Green Energy Against Climate Change
Rashid Alimov, Olga Senova
Climate change is a global problem. Significant steps are being made for solution at both national and international levels. The reason of global warming is likely to be anthropogenic emissions of greenhouse gases in the XX century. And it is fuel energy, using coal, oil and gas, which is responsible for these emissions most.
Russian Socio-Ecological Union is attentively monitoring attempts to solve the problem at international, national and local levels.
President Medvedev during the climate talks in Copenhagen, noted that improvements in energy efficiency and renewable energy need to be addressed regardless of the climate agreement "... for one simple reason: for us (Russia) it is profitable itself."
As a part of the media-tour in St. Petersburg & Leningrad region on April 8, journalists saw wind turbines in the Krasnoya Selo town, a boiler, operating on wood waste in the timber proceeding enterprise in Lomonosov town, and energy efficient houses in the cottage village Kissolovo. All of these projects coshed ntribute at the local level to reducing greenhouse gas emissions, and are implemented by business without state support. Obviously, if there is such support, results may be even more significant.
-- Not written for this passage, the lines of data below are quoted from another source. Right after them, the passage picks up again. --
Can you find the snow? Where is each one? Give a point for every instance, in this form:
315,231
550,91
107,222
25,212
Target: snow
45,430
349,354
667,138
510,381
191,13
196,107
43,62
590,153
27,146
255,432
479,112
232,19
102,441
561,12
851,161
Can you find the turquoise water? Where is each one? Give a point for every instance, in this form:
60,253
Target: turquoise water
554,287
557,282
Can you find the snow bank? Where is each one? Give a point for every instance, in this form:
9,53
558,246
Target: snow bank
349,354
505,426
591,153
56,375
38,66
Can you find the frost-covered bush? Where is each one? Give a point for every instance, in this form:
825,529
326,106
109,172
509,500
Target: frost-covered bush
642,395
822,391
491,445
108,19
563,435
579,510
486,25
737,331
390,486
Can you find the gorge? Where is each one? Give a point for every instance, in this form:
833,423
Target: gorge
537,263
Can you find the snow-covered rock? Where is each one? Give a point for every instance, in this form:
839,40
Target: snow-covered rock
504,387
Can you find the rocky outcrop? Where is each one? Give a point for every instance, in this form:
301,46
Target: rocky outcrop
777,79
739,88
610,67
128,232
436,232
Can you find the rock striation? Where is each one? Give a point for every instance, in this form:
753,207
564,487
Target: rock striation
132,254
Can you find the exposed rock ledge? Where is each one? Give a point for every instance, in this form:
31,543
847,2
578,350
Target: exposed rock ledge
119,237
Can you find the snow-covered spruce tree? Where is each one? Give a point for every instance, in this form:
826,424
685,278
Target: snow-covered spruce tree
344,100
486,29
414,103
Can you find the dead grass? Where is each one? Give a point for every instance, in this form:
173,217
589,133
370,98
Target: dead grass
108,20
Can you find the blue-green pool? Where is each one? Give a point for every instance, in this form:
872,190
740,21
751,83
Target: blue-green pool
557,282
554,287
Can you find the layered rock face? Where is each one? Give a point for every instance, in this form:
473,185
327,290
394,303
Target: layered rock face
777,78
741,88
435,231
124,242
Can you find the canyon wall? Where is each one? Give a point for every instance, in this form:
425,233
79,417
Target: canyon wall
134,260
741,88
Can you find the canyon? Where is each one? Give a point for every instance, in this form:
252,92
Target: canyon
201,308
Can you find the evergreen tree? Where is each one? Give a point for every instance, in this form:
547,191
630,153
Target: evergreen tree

Alexander Entel president of the Krasnoe company, preferred to install a wind turbine only for idealistic reasons: energy grid company refused to provide his tile facility with additional electrical capacity. An used wind turbine was bought in Denmark for $15,000. More than $5,000 was spent on its transportation and installation. According to Entel, the 75-kilowatt wind turbine, set in 1990ies, returned the investment in in six years. Now the wind turbine is connected to the grid, and the Krasnoe pays the grid company for difference between the electricity used at the plant and the electricity generated at the windmill.
"If we were allowed to install a windmill, for example, on the coast, where the wind is better, and send that electricity to the grid there, and then receive the same amount of electricity from the network here – for us it would be much more profitable", – says Entel.
A boiler of Finnish design, installed at the sawmilling company "Rusholz", burns wood waste, which previously was simply dumped. The boiler allows the company not only to heat their facility, but also to sell it to neighboring businesses. According to Viktor Gonchar, head of company's facility, today 90% of the sawmills have similar boilers. According to Gonchar, his company was a pioneer, and if it were not for such boiler, the company would not be able to survive in difficult economic circumstances. But the company plans further improvements: "Today's equipment does not allow to burn clean bark, the installation must be further developed", - says Gonchar.
A 'passive house' is a form of energy-efficient homes, where heating costs are led to minimum. Director of the PassivHaus company Jury Gonyaev told the journalists that the idea to build a cottage village of energy-efficient houses emerged because of objective reasons: the village of Kissolovo is not supplied with gas. The task became the following: to build using German and Finnish technologies, houses, which require a minimum of electricity for heating. Houses are still under construction and should be assessed after the first winter, but, apparently, the problem is solved. In addition to efficient thermal insulations, they comprise a half-meter wall (concrete, foam, brick), a powerful foundation, special windows (large windows facing south), air recuperation system (warm air leaves the building, heating metal plates which heat cold air from the street, thus saving heat) and other technical innovations.
"At minus 20 degrees Celsius outdoors, the warm house, if completely disconnected from the heat, loses only one degree of heat a day" - says Gonyaev, who as well will soon become one of the inhabitants of the cottage settlement.